Non-numerical variables

In the previous examples, only numerical values are used as variable \(z\) and output \(x\). Cells can be used as well, which is useful if several variables need to be combined. As an example, consider the struct_poly example again. Now, instead of taking fixed points t, the evaluation points are considered variables as well, i.e.:

model.variables.z = {rand(5,3), rand(10,1)}; % note this is a cell
model.factors.x = {'z', @struct_poly2};

We reimplement the three tasks. Note that this example is given for illustration purposes only, and that the code below may not be the best way to implement this kind of structure.

The function evaluation for struct_poly2 is very similar as for struct_poly, only now z is a cell with the coefficient c = z{1} and the evaluation points t = z{2}:

function [x, state] = struct_poly(z, task, t)
   % trivial parts omitted
   c = z{1}; t = z{2};
   if ~left && ~right
       B = bsxfun(@power, t(:), size(c,2)-1:-1:0);
       x = B*c;

Note that the persistent field cannot be used here, as t changes every iteration.

For the right Jacobian-vector product, task.r has the same format as the input variable z, i.e., task.r is a cell of length two.
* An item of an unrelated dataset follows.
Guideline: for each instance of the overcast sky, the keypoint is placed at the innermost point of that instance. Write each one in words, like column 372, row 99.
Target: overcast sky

The output x has the same format as the factor. The derivative \(\frac{\partial x}{\partial z} = [\frac{\partial x}{\partial c}, \frac{\partial x}{\partial t}]\) is multiplied by \([\vectorize(r_c)^{\T}, \vectorize(r_t)^{\T}]^{\T}\) in which \(r_c\) and \(r_t\) are the parts of \(r\) corresponding to the variables \(c\) and \(t\), respectively. The multiplication can be written as \(\frac{\partial x}{\partial c}\vectorize(r_c)+\frac{\partial x}{\partial t}\vectorize(r_t)\). Therefore, the right Jacobian-vector product can be computed as

elseif right
    % derivative w.r.t. c
    B = bsxfun(@power, t(:), size(c,2)-1:-1:0);
    x = B*task.r{1}.';
    % derivative w.r.t. t
    cder = [zeros(size(c,1),1),
            bsxfun(@times, c(:,1:end-1),size(c,2)-1:-1:1)];
    x = x + (B*cder).*task.r{2};

Finally, the left Jacobian-vector product is computed. task.l has the same format as the resulting factor. The output x should have the same format as the variable z in this case. Following the same reasoning as for the right Jacobian-vector product, the following result is obtained:

elseif left
    % derivative w.r.t. c
    B = bsxfun(@power, t(:), size(c,2)-1:-1:0);
    cl = B'*task.l;
    % derivative w.r.t. t
    cder = [zeros(size(c,1),1),
            bsxfun(@times, c(:,1:end-1),size(c,2)-1:-1:1)];
    tl = conj(B*cder).*task.l;
    x = {cl.', tl};
end

As before, the repeated computations of B and cder can be avoided by computing both during the function evaluation and using state.B and state.cder to store the results.

The transformations struct_poly and struct_poly2 can be merged. The merged transformation executes the code for struct_poly2 if z is a cell. Otherwise, the results for struct_poly are returned.